British retailers call for business rates freeze

LONDON (Reuters) - More than 50 British retailers, including Sainsbury’s (SBRY.L), Marks & Spencer (MKS.L), Asda (WMT.N) and Morrisons (MRW.L) have urged the government to freeze business rates to help out the struggling sector.

Shoppers walk past at a branch of the British clothing and food retailer Marks and Spencer on Oxford Street in London, Britain, January 3, 2019. Picture taken January 3, 2019. REUTERS/Toby Melville

In a letter to the new finance minister Sajid Javid, published on Tuesday, the retailers called on the government to take action to “fix the broken business rates system”.

Business rates are taxes to help pay for local services, charged on most commercial properties, including shops, warehouses, pubs, cafes and restaurants. They are currently calculated according to the rental value of properties and have an annual inflationary uplift or multiplier.

The letter asks for a freeze in the business rates multiplier to stop another tax rise.

The retailers’ letter was coordinated by lobby group, the British Retail Consortium (BRC), which has for years complained the current system is unfair.

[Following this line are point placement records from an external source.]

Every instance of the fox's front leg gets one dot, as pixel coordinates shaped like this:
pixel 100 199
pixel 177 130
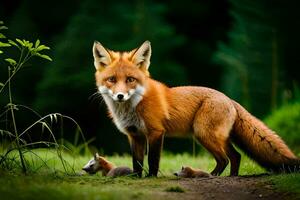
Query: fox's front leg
pixel 137 144
pixel 155 140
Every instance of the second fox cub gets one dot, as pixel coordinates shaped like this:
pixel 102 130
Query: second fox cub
pixel 99 163
pixel 147 110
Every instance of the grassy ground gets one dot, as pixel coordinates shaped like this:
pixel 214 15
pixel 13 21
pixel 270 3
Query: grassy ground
pixel 48 178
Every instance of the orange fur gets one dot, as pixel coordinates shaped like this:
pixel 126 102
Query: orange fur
pixel 214 119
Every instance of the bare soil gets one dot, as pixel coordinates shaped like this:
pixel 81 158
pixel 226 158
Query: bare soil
pixel 233 188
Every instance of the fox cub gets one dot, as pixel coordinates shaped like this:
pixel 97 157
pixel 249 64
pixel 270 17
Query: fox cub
pixel 99 163
pixel 189 172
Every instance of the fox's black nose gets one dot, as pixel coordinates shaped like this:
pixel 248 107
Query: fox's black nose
pixel 120 96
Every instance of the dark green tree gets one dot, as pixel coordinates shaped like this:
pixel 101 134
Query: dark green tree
pixel 255 59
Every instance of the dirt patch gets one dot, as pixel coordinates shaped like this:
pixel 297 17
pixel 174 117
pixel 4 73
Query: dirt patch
pixel 233 188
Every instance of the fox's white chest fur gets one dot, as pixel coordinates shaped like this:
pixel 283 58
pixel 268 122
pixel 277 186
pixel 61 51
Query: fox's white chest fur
pixel 125 116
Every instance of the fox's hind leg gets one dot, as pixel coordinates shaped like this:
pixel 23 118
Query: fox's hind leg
pixel 235 159
pixel 212 126
pixel 217 149
pixel 137 144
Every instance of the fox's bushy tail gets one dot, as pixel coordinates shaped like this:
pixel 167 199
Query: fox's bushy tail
pixel 262 144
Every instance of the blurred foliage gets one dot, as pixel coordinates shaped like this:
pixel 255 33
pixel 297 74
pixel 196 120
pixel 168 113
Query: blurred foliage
pixel 285 122
pixel 256 67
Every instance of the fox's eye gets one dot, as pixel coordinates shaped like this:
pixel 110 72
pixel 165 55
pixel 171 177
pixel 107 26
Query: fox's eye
pixel 112 79
pixel 130 79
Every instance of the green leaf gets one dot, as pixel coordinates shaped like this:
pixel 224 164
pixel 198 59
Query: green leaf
pixel 42 47
pixel 37 43
pixel 2 36
pixel 3 44
pixel 11 61
pixel 13 43
pixel 43 56
pixel 20 42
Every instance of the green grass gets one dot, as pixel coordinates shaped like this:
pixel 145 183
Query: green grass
pixel 48 179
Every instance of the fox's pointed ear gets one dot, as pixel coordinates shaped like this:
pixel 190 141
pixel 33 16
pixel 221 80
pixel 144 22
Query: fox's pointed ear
pixel 101 56
pixel 141 56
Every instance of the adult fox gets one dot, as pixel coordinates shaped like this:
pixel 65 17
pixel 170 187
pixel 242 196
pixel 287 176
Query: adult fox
pixel 147 110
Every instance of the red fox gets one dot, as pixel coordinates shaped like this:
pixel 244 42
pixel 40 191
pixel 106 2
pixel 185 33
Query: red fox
pixel 99 163
pixel 189 172
pixel 147 110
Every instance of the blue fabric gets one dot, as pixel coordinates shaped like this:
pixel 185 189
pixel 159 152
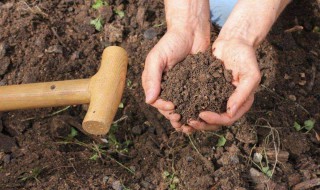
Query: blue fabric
pixel 220 10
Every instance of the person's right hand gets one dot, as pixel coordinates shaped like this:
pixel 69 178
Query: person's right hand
pixel 187 33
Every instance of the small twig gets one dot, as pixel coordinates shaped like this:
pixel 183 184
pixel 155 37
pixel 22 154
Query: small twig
pixel 120 164
pixel 313 77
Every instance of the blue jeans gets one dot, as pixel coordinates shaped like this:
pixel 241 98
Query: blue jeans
pixel 220 10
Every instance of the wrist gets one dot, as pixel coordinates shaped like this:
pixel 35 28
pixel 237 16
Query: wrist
pixel 250 21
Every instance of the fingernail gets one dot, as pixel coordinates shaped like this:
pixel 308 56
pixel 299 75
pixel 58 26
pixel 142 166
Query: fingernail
pixel 192 122
pixel 232 110
pixel 149 95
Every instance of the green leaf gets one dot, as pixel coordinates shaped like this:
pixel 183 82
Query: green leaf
pixel 99 3
pixel 94 157
pixel 309 124
pixel 165 174
pixel 221 141
pixel 297 126
pixel 172 186
pixel 269 173
pixel 97 23
pixel 265 169
pixel 119 13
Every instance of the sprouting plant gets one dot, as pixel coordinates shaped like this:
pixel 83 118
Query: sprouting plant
pixel 171 179
pixel 98 22
pixel 264 168
pixel 99 3
pixel 119 13
pixel 32 175
pixel 308 125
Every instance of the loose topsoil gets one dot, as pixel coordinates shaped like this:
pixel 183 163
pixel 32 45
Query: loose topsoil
pixel 53 40
pixel 199 83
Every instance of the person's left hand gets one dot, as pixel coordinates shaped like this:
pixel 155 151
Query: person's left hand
pixel 239 57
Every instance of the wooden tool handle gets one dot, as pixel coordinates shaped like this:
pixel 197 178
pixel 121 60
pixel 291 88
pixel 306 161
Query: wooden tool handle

It points out that the industry is the largest private sector employer in Britain, employing about three million people. While it accounts for 5% of the UK economy, it is burdened with 10% of all business taxes, and 25% of business rates.

“This disparity is damaging our high streets and harming the communities they support,” said BRC chief executive Helen Dickinson.

The letter comes a day after BRC-Springboard data showed 10.3% of shops in Britain were vacant, the highest rate in four years, adding to the growing gloom in the sector.

Another survey from the BRC published earlier this month showed British retailers reported the weakest July sales growth since records began.

Last month new prime minister Boris Johnson announced a 3.6 billion pound fund to support town centres.

Javid is due to set out his spending for the 2020-21 financial year next month.